Gamma rays coming from the Moon, and the cosmic rays that cause them, both pose a threat to astronauts because both are ionizing radiation with great penetrating power. It takes a lot of shielding to prevent them from striking astronauts. Materials with high atomic numbers are effective shields. Lead (atomic number 82) is a good shield because it’s also very dense.
For lower energy gamma rays, the risk to astronauts is due to exposure over time. Think of an x-ray technician vs. an x-ray patient. A patient’s lifetime exposure to x-rays is not very high, so a patient accepts the risk. For the technician however, things are different. They’re exposed each work day, so they leave the room and are shielded from the x-rays by materials like lead.
It’s similar for astronauts. The more time they spend on the Moon in a gamma ray/cosmic ray environment, the more they need to limit their exposure. Not only by shielding, but by timing.
This Fermi Gamma-Ray Space Telescope data is helping scientists understand the gamma ray/cosmic ray risk on the Moon. If there are times when the Moon emits 20% less gamma radiation because of the Sun’s 11-year cycle, then it may be sensible to make use of that time.
Exposure to radiation is one of the main barriers to space travel and long-term space missions. Earth’s magnetosphere and atmosphere are both radiation shields. But even in Low-Earth Orbit, astronauts risk exposure to greater radiation.
If we’re going to have a human presence on the Moon, it’s imperative that we understand the radiation environment there. NASA has been looking into the lunar radiation environment as far back as 2005 in anticipation of a human outpost on the Moon. When they launched the Lunar Reconnaissance Orbiter (LRO) in 2009, it contained an instrument called the Cosmic Ray Telescope for the Effects of Radiation (CRaTER).

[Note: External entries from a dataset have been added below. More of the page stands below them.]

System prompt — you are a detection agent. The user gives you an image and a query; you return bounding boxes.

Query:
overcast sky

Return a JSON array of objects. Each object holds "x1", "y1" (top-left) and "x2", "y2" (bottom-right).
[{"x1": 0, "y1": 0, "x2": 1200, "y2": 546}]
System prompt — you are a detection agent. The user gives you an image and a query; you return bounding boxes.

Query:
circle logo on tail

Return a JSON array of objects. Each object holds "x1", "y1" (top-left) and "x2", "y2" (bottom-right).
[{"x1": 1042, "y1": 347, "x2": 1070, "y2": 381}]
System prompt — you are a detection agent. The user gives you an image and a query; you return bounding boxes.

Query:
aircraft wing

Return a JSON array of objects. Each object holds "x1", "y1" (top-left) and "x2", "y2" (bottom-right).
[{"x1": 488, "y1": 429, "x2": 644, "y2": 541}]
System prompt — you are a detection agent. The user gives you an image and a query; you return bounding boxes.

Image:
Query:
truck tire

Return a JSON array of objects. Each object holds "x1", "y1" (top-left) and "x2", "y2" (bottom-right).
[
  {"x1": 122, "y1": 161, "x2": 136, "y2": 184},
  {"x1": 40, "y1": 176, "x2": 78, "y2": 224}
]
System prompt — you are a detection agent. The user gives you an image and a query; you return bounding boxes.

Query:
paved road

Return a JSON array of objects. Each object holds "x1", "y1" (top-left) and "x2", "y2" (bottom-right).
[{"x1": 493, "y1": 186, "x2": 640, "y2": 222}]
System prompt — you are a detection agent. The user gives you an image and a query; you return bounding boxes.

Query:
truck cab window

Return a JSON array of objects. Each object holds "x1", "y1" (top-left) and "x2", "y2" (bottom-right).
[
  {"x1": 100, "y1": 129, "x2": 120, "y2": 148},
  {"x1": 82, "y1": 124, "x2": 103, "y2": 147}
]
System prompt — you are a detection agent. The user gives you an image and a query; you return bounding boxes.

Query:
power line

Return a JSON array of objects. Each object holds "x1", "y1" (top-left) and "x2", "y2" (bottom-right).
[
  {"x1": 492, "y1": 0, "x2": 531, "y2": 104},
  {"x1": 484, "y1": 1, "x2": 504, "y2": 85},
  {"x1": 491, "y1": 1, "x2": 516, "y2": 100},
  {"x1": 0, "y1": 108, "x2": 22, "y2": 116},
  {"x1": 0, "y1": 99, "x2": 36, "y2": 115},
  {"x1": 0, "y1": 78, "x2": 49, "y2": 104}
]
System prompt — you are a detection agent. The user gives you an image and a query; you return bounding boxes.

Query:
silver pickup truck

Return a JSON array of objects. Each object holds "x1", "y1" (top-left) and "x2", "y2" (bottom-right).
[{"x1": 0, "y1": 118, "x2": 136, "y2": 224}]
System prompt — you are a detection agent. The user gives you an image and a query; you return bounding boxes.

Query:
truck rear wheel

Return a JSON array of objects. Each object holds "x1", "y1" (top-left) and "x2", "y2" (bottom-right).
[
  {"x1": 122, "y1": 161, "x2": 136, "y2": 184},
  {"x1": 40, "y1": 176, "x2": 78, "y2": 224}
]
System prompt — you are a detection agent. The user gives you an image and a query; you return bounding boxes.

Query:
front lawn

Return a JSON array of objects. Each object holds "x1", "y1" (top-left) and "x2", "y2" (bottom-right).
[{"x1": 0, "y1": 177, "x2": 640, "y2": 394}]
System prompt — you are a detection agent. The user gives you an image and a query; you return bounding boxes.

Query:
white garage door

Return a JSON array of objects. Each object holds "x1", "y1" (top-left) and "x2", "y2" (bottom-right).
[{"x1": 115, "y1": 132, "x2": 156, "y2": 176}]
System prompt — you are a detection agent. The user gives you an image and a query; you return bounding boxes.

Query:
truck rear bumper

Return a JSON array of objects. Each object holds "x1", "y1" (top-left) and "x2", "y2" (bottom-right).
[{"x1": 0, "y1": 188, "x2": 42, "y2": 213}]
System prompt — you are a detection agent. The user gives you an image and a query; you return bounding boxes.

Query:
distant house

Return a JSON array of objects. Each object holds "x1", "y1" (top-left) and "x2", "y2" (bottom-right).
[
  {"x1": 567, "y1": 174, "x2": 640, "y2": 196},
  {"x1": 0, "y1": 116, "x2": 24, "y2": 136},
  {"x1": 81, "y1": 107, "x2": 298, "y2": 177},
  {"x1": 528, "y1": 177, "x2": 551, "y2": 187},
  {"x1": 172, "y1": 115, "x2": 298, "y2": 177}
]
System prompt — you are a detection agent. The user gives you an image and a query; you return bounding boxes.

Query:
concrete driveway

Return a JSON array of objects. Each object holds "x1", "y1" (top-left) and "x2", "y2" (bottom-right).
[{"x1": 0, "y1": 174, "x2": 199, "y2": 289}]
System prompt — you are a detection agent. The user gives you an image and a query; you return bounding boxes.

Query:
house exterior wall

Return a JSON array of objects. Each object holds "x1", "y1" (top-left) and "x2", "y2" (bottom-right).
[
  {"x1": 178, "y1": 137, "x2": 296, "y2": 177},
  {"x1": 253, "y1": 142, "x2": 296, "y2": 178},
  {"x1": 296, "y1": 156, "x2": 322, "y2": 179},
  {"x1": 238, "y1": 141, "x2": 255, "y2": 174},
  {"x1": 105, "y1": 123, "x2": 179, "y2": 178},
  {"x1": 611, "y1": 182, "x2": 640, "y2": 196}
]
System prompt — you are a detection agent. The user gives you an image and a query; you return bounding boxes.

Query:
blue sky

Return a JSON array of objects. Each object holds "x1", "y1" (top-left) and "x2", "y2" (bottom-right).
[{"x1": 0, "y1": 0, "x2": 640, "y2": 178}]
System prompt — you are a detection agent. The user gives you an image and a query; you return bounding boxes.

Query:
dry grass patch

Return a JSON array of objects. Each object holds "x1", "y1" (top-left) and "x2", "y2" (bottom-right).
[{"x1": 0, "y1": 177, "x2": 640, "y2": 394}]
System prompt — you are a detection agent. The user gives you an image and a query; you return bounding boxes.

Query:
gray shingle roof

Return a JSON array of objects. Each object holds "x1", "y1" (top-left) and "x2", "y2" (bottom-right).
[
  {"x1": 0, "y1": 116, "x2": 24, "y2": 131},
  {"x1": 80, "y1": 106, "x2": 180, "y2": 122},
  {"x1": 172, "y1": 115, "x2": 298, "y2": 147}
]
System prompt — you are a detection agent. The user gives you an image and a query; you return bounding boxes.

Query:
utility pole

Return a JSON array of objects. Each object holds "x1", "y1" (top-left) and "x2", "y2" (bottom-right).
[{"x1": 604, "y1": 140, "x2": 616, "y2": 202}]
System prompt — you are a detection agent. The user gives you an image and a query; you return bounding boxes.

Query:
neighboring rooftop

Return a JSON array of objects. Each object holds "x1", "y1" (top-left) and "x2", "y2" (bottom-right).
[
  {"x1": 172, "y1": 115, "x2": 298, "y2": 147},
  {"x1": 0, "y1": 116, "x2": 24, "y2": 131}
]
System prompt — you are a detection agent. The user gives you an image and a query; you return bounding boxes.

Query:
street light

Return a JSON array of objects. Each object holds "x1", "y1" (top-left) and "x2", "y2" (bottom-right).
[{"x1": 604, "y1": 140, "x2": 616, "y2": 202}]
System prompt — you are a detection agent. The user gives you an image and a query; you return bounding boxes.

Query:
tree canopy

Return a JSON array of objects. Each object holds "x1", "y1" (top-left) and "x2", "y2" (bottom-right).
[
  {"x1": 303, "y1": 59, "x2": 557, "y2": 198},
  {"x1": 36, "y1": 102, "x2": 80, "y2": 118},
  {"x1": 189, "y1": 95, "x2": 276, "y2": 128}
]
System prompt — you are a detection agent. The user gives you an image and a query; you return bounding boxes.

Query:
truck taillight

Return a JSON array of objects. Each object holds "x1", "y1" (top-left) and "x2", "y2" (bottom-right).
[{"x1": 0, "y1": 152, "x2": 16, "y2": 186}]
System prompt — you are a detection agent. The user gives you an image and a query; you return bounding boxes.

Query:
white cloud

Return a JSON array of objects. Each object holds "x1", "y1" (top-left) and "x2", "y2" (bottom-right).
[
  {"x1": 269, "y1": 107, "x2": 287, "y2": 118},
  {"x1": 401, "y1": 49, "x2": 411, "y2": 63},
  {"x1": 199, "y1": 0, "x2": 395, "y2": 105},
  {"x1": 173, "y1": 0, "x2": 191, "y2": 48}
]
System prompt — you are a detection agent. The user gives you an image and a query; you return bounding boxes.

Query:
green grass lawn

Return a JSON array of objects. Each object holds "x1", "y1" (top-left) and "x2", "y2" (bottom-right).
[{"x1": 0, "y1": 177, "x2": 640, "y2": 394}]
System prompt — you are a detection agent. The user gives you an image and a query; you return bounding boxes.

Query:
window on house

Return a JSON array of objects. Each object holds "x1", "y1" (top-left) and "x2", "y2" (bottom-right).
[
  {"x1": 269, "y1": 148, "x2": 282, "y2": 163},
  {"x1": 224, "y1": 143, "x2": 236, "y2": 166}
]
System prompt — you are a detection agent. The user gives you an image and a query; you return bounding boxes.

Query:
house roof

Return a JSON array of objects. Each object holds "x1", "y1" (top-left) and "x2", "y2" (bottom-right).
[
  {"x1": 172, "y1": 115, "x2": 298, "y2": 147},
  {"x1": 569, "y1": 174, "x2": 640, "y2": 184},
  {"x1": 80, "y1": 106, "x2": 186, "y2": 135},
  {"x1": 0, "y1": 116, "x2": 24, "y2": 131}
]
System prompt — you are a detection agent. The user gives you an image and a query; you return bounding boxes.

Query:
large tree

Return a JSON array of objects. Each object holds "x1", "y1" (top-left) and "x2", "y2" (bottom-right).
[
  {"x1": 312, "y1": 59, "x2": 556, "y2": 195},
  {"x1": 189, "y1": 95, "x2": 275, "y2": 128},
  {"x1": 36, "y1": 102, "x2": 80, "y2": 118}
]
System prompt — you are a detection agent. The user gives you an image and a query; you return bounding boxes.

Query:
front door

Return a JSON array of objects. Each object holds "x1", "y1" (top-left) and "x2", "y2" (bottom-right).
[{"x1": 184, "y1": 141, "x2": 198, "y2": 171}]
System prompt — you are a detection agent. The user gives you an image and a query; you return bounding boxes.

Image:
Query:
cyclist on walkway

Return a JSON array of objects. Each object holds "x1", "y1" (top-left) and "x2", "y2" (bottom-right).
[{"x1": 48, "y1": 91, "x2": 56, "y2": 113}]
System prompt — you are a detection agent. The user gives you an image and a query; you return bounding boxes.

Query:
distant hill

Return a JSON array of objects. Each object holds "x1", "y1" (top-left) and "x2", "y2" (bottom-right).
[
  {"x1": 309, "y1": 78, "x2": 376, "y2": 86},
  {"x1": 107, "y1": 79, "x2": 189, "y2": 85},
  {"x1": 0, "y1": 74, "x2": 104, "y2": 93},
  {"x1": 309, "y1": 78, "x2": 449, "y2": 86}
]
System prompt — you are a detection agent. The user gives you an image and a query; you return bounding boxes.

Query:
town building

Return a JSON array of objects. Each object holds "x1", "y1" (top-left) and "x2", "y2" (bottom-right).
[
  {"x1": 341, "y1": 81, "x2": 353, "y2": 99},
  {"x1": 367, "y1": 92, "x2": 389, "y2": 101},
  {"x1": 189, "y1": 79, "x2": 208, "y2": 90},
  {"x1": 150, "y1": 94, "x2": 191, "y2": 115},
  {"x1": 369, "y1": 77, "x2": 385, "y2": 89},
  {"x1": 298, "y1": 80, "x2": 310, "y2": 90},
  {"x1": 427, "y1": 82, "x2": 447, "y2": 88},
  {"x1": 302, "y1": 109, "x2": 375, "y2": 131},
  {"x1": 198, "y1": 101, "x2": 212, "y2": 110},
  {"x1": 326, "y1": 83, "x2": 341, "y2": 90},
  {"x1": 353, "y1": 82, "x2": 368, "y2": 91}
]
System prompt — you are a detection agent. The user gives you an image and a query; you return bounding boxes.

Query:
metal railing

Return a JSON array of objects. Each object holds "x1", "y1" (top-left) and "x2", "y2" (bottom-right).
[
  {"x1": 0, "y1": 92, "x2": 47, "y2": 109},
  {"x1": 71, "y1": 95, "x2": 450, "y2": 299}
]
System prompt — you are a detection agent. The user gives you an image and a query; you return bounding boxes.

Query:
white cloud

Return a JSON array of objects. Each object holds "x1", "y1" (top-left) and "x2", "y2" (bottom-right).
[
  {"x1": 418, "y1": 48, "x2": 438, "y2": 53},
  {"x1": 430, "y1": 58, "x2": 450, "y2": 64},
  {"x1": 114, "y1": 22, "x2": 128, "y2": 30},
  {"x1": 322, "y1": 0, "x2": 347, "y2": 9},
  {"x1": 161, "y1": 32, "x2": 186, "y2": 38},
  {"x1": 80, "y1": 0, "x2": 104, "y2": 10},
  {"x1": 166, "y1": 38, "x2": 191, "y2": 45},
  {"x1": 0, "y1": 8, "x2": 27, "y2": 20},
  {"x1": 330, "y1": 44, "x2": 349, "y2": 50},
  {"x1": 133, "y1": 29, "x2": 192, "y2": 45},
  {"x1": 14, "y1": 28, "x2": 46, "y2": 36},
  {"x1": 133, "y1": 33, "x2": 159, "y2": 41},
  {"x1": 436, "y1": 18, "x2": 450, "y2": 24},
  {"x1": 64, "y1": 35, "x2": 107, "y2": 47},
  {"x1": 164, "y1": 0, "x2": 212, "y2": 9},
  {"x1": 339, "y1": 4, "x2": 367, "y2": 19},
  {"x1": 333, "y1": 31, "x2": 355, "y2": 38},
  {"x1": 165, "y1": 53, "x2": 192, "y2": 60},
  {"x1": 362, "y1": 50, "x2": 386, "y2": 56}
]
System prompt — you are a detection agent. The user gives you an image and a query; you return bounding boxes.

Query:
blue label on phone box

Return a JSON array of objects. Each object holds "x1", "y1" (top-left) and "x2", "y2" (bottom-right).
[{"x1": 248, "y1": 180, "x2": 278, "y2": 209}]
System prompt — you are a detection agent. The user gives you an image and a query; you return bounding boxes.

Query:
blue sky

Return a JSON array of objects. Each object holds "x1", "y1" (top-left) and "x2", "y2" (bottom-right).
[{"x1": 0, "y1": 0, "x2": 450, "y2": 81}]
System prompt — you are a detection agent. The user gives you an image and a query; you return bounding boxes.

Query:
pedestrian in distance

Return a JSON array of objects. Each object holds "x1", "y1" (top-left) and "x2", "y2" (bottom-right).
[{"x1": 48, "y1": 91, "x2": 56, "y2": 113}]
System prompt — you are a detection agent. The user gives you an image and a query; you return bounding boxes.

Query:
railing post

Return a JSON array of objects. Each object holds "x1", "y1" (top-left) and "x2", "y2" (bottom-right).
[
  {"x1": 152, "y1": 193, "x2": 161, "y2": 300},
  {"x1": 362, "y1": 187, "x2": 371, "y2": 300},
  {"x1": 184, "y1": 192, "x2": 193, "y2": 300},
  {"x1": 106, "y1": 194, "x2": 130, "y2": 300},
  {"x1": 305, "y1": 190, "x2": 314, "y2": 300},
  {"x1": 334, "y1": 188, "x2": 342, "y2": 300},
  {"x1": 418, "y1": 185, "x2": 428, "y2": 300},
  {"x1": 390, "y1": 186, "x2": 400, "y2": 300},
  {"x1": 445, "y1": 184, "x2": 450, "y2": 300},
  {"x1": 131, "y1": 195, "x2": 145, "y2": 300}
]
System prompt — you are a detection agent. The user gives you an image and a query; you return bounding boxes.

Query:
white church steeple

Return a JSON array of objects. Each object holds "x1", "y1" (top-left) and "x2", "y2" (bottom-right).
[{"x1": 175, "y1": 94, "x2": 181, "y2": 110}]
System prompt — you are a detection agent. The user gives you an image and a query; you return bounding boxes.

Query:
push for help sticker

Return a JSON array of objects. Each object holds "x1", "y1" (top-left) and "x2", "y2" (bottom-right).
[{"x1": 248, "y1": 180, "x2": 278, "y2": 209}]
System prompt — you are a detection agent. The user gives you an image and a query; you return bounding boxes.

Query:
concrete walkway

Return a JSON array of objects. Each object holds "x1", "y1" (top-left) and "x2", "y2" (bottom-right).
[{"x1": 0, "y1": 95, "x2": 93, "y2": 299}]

CRaTER’s job is to characterize the Moon’s radiation environment and the biological impact it will have on astronauts. It uses plastics to mimic human tissue and placed them behind different shielding materials. At the time, Harlan Spence, the Principal Investigator CRaTER said, “Not only will we measure the radiation, we will use plastics that mimic human tissue to look at how these highly energetic particles penetrate and interact with the human body.”
The Fermi images of the Moon’s gamma rays are another piece of the radiation puzzle. And that’s a puzzle that has to be solved before there’s a realistic hope of a long-term lunar base, or crewed missions to Mars.